SQL> select sql_id,child_number,executions,invalidations from v$sql where sql_id='2zgczymdyvgmq'
SQL_ID        CHILD_NUMBER EXECUTIONS INVALIDATIONS
------------- ------------ ---------- -------------
2zgczymdyvgmq            0   98794435             0 

I capture the SQL Plan Baseline for it:


SQL> variable loaded number
SQL> exec :loaded:=dbms_spm.load_plans_from_cursor_cache('2zgczymdyvgmq')
anonymous block completed
SQL> print loaded
LOADED
-
1

and after a few seconds, a new child cursor appears:


SQL> select sql_id,child_number,executions,invalidations,sql_plan_baseline from v$sql where sql_id='2zgczymdyvgmq'
SQL_ID        CHILD_NUMBER EXECUTIONS INVALIDATIONS SQL_PLAN_BASELINE             
------------- ------------ ---------- ------------- ------------------------------
2zgczymdyvgmq            0   98794462             0                                
2zgczymdyvgmq            1        501             1 SQL_PLAN_56gpu0marthcwcc4c47e7 

the reason from V$SQL_SHARED_CURSOR is:


<ChildNode><ChildNumber>0</ChildNumber><ID>4</ID><reason>SQL Tune Base Object Different(3)</reason><size>2x4</size><flags_kestbcci>7</flags_kestbcci><ehash_kestbcci>3581723036</ehash_kestbcci></ChildNode> 

control the capture

So my recommendation here is to control the capture.
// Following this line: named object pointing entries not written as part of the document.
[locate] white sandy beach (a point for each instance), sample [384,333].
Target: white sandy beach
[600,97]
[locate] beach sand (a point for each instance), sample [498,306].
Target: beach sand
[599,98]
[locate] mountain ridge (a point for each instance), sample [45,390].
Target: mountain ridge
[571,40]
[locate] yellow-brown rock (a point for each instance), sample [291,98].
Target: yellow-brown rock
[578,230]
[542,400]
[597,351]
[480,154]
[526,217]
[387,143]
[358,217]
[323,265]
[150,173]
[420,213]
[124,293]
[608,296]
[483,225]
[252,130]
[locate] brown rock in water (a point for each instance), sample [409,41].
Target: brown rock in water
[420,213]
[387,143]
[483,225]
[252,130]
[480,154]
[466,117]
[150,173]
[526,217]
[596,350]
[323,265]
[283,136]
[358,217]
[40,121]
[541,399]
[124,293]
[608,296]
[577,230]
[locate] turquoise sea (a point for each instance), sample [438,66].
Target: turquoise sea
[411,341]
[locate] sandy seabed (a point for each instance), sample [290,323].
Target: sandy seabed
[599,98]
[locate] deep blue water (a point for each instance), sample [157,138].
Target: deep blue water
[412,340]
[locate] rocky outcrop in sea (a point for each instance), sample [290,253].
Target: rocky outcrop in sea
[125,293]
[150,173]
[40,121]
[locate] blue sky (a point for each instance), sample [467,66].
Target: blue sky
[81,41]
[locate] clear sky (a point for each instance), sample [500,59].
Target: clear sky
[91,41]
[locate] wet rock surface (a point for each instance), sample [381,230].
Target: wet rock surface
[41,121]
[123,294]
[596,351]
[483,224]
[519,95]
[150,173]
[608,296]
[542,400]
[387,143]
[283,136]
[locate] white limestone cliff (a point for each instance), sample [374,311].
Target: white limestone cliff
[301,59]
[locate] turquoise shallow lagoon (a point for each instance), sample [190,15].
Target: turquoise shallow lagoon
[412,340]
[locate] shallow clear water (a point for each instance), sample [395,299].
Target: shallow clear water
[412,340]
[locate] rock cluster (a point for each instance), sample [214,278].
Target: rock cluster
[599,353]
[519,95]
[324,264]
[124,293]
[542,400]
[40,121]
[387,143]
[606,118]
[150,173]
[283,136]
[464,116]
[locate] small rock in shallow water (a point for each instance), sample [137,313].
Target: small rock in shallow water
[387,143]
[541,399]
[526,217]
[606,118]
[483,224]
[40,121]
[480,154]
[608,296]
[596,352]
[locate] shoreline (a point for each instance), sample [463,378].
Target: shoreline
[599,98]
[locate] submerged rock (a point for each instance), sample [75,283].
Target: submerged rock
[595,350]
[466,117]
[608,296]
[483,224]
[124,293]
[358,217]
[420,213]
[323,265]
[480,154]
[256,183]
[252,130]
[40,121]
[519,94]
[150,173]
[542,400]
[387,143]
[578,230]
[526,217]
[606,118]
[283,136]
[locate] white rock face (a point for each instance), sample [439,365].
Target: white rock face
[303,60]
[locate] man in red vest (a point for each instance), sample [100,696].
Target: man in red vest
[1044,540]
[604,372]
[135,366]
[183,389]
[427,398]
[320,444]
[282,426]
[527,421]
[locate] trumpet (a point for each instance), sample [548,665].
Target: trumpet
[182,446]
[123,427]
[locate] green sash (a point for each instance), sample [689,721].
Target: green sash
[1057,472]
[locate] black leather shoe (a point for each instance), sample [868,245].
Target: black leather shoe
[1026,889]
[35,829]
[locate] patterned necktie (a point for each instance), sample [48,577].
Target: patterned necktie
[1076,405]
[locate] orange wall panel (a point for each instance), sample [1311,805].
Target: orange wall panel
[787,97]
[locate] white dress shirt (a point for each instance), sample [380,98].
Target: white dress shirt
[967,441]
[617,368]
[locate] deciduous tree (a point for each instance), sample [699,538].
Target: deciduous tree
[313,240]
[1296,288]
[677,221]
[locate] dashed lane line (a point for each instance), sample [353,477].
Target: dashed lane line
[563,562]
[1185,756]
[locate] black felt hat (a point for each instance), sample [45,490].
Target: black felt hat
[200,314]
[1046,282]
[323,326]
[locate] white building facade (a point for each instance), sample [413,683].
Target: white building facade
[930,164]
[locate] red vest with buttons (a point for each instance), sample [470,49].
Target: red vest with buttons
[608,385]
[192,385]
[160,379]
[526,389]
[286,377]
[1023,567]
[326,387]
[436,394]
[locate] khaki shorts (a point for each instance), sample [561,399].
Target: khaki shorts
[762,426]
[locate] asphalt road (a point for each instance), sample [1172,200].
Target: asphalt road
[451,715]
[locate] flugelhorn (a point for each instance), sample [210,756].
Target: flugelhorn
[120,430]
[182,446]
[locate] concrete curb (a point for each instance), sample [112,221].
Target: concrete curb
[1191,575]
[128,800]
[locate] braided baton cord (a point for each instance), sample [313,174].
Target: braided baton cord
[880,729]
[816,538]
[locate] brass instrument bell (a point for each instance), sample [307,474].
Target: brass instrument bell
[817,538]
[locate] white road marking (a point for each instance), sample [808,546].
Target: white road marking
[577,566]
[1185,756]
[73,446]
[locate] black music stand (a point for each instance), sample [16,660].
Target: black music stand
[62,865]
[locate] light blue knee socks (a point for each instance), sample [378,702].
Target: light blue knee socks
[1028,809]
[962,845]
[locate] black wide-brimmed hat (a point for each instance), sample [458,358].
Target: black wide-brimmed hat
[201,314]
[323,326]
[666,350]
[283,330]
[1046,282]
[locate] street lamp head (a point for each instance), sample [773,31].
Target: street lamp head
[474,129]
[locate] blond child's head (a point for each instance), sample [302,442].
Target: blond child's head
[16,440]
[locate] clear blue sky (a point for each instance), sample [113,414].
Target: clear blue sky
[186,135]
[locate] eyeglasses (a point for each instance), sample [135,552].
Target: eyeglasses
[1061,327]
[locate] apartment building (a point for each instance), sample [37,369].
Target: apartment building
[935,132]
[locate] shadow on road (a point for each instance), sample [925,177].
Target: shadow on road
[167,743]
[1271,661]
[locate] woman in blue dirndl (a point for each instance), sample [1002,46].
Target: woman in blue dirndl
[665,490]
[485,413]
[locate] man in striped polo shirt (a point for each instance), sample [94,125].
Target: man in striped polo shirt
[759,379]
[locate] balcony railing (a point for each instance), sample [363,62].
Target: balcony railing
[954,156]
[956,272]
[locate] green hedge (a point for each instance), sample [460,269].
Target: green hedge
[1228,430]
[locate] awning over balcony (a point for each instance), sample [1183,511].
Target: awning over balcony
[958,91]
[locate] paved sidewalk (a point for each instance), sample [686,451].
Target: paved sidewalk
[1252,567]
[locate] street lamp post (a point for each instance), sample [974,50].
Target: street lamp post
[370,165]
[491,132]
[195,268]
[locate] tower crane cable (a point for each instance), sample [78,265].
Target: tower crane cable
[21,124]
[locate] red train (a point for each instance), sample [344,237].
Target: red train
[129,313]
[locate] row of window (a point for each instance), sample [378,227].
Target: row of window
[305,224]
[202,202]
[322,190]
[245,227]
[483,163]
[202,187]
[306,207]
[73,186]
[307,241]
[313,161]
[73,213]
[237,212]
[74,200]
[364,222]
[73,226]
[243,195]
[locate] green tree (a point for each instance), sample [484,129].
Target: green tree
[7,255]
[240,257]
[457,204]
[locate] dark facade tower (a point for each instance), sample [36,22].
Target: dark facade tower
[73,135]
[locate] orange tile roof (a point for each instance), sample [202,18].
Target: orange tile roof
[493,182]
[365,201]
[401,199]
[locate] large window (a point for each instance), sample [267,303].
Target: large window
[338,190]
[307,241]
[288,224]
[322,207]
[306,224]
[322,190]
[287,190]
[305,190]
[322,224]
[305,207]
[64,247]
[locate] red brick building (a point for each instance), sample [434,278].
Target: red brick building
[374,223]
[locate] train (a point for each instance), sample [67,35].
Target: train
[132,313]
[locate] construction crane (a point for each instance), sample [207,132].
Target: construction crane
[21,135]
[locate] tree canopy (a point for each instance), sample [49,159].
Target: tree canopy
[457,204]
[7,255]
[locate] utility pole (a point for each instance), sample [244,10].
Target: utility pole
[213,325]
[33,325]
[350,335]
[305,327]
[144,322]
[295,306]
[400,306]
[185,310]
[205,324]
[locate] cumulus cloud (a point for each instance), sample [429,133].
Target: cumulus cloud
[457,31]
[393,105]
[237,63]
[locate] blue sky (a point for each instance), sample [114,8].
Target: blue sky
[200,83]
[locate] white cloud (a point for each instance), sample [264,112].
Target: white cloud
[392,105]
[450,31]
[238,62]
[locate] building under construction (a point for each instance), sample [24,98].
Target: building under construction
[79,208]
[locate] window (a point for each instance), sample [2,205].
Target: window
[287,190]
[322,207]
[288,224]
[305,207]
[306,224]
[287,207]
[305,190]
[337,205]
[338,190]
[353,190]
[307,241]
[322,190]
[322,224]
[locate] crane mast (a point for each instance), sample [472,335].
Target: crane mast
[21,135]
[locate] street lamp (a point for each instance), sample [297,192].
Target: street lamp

You will have to manage them (see why the plan change, evolve them, etc). They are stored in SYSAUX. The can be purged after retention, but if you captured a lot at the same time, then the purge will take a lot of time (and undo records).

So you should control the capture. Here is an example to capture the Top-100 statements by execution count. You can review them, capture 100 more if you thing it makes sense, wait a while to see how many have been executed again in the following days, how many have new possible plans, etc.


set serveroutput on
variable loaded number
exec for i in (select * from (select * from (select sql_id,exact_matching_signature from v$sql where plan_hash_value>0 and sql_plan_baseline is null and last_active_time>sysdate-1/24 group by sql_id,exact_matching_signature order by count(executions) desc) where rownum<=100) where exact_matching_signature not in (select signature from dba_sql_plan_baselines)) loop :loaded:=nvl(:loaded,0)+dbms_spm.load_plans_from_cursor_cache(i.sql_id); end loop;
print loaded

It’s just an example. I choose to capture the statements that have the most executions since startup. You can add other criteria.

But you should not capture only those that have a large elapsed time, or from a STS coming from AWR. The goal is different here. AWR is focused high resource consumption because the goal is to tune the ‘bad’ statements. But here the goal is to keep the ‘good’ statement so that they will never be ‘bad’.

So it makes sense to capture only the good statements. Don’t run the capture at a time where users complain about response time.

So what?

The core message here is:

  • Stop to complain about oracle Plan Instability if you didn’t give a try at SQL Plan Baselines (or outlines in SE)
  • When the system is going well, don’t wait for the next performance issue. This is the time to fix the plans that are going well.
  • Don’t fear migrations. Stabilize the most critical use-cases with SQL Plan Baselines and go on.
  • If you’re an ERP vendor, stop to fake optimizer with old parameters. Deploy the execution plans with your application

I know that SQL Plan Baselines are not widely used. Mostly because we don’t find time for this pro-active activity. And because it requires a good communication between dev and ops. But remember that Oracle has provided plan stability features for a long time, and they think we use it when they introduce all adaptive features.